George W. Bush, complicado presidente dos Estados Unidos, o país mais poderoso do mundo, inicia hoje por São Paulo uma viagem à América Latina e já são previsíveis seus tropeços. O périplo tem como motivo principal atenuar o impacto do surgimento nesta parte das Américas, que os norte-americanos sempre julgaram ser um quintal seu, de lideranças de extrema esquerda, como a de Hugo Chávez, na Venezuela, e de Evo Morales, na Bolívia, além de outros governantes recém-eleitos, nem tão vermelhos, mas sem dúvida rosa-choque. Teme-se que a turnê torne a emenda pior que o soneto, pois o presidente dos EUA começa por fazer-se acompanhar de uns trezentos policiais norte-americanos que, auxiliados por milhares de seguranças brasileiros, evidenciam que tem fundado medo da aproximação com os que visita. Os protestos já começaram e se há de reconhecer que, se não se cuide, pode sofrer na própria pele agressões que não se peja em infringir em níveis mais graves a povos como o do Iraque, do Afeganistão e, no passado, a muitas ?banana republics? caribenhas e latino-americanas.

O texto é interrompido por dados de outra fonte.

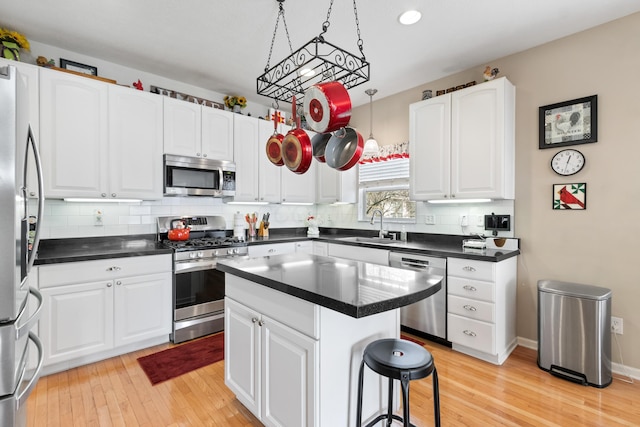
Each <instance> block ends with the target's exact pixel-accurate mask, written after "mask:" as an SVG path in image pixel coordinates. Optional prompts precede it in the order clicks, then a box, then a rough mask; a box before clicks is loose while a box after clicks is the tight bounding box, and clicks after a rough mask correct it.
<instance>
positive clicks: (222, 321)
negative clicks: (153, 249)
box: [158, 216, 248, 343]
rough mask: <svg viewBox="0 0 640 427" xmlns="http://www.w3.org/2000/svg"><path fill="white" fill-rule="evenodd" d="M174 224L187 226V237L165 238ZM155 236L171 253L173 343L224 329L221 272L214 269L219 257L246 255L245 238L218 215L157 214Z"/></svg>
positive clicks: (231, 256)
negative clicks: (155, 233)
mask: <svg viewBox="0 0 640 427" xmlns="http://www.w3.org/2000/svg"><path fill="white" fill-rule="evenodd" d="M176 224H180V226H183V225H182V224H184V227H187V228H189V229H190V231H189V238H188V240H184V241H174V240H169V239H168V234H169V230H171V228H172V227H174V228H175V227H176ZM158 239H159V240H160V241H161V242H162V243H163V245H165V246H167V247H170V248H172V249H173V250H174V253H173V271H174V273H175V274H174V280H173V308H174V309H173V333H172V334H171V340H172V341H173V342H174V343H179V342H183V341H187V340H190V339H193V338H198V337H201V336H204V335H209V334H212V333H215V332H219V331H222V330H223V329H224V293H225V292H224V291H225V290H224V273H222V272H220V271H218V270H216V264H217V261H218V260H219V259H220V258H226V257H239V256H247V253H248V251H247V244H246V242H244V241H242V240H239V239H237V238H234V237H231V236H230V235H229V233H227V231H226V221H225V219H224V217H221V216H195V217H192V216H172V217H159V218H158Z"/></svg>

Aqui no Brasil nenhum político ou cidadão de bom senso aplaude entusiasticamente Chávez ou Morales, pois ambos percorrem caminhos ditatoriais e contrários aos nossos ideais e anseios democráticos, já para não falar em interesses políticos e econômicos nossos que prejudicam. No mais, temos as mesmas queixas e desconfianças dos demais latino-americanos para com o grande país do Norte e a mesma péssima impressão do seu atual governante, George W. Bush. Não obstante, aqui o papo é outro. Temos um interesse em comum, finalmente reconhecido pelo governo dos EUA, que é criar um mercado mundial de etanol. Bush acaba de reconhecer que o petróleo do mundo vai acabar e é preciso buscar, com urgência, fontes alternativas de energia.

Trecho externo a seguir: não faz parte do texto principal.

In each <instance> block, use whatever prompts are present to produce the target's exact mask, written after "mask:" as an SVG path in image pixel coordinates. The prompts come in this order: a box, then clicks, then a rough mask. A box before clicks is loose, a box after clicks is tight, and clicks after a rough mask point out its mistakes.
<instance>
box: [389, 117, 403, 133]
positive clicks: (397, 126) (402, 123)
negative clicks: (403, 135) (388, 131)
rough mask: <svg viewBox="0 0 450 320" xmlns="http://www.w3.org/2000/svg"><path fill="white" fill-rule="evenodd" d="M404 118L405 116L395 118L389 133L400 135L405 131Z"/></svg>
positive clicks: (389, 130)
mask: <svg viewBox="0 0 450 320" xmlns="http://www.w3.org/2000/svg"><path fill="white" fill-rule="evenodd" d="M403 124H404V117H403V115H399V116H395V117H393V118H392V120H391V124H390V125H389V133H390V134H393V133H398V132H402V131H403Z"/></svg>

O Brasil é o maior produtor mundial de álcool combustível de cana e ainda temos possibilidade de ampliar a indústria desse sucedâneo do petróleo com o uso de outros vegetais. Energia renovável que os EUA já produzem, porém ainda em pequena quantidade, de milho, principalmente, e sem a tecnologia que o Brasil há muito domina. Interessa a Bush dialogar com Lula sobre uma política comum de combustíveis alternativos. Os Estados Unidos são um promissor mercado e uma força capaz de levar o comércio do combustível renovável ao resto do mundo. Só que eles, que alardeiam desejar um comércio livre, taxam pesadamente o álcool brasileiro. Lula já deixou claro que discorda dessa tributação e que, com ela, não há possibilidade de um entendimento profícuo.
Assim, há na pauta da visita ao Brasil um assunto importante e palpável, além de algumas medidas de benemerência em busca de aplausos. Ajuda aos pobres, um navio-hospital, financiamento de casas às populações carentes, treinamento de professores em regiões necessitadas e microempréstimos estão entre as bondades que enchem as malas do presidente Bush.
Com o Brasil, ele pretende ser comedido na oferta dessa benemerência, que mais visa contrapor a ação norte-americana à política populista, principalmente de Hugo Chávez. Esquece-se que tanto aqui no Brasil, quanto nos demais países latino-americanos que visitará e, diga-se por ser verdade, até nos Estados Unidos, suas políticas não são bem vistas. E as esmolas, quanto maiores, mais farão com que o santo desconfie. A tendência da América Latina não será sentir-se agradada com tanta benemerência, mas até ofendida porque o que se pede é condições justas para produzir e negociar e respeito às nossas liberdades. Inclusive a de discordar, por vezes, do país mais poderoso do mundo.